What speed can a tram develop on an uphill slope of 10 °, having four electric motors of 55
What speed can a tram develop on an uphill slope of 10 °, having four electric motors of 55 kW each, if the weight of the tram with passengers is 30 tons, and the friction coefficient is 0.05?
∠α = 10 °.
P1 = 55 kW = 55000 W.
m = 30 t = 30,000 kg.
g = 10 m / s2.
n = 4.
μ = 0.05.
V -?
Since the tram moves uniformly, it means, according to 1 Newton’s law, the effect of forces on it is compensated.

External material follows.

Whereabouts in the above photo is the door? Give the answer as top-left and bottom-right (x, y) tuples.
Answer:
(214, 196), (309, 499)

F + Ftr + N + m * g = 0 – vector.
ОХ: F – Ftr – m * g * sinα = 0
OU: N – m * g * cosα = 0.
N = m * g * cosα.
F = Ftr + m * g * sinα.
Ftr = μ * N = μ * m * g * cosα.
F = μ * m * g * cosα + m * g * sinα = (μ * cosα + sinα) * m * g.
The power P of the tram with uniform movement is expressed by the formula: P = F * V = (μ * cosα + sinα) * m * g * V.
P = n * P1, where n is the number of electric motors, P1 is the power of one motor.
(μ * cosα + sinα) * m * g * V = n * Р1.
V = n * Р1 / (μ * cosα + sinα) * m * g.
V = 4 * 55000 W / (0.05 * cos10 ° + sin10 °) * 30000 kg * 10 m / s2 = 3.3 m / s.
Answer: the tram will move at a speed of V = 3.3 m / s.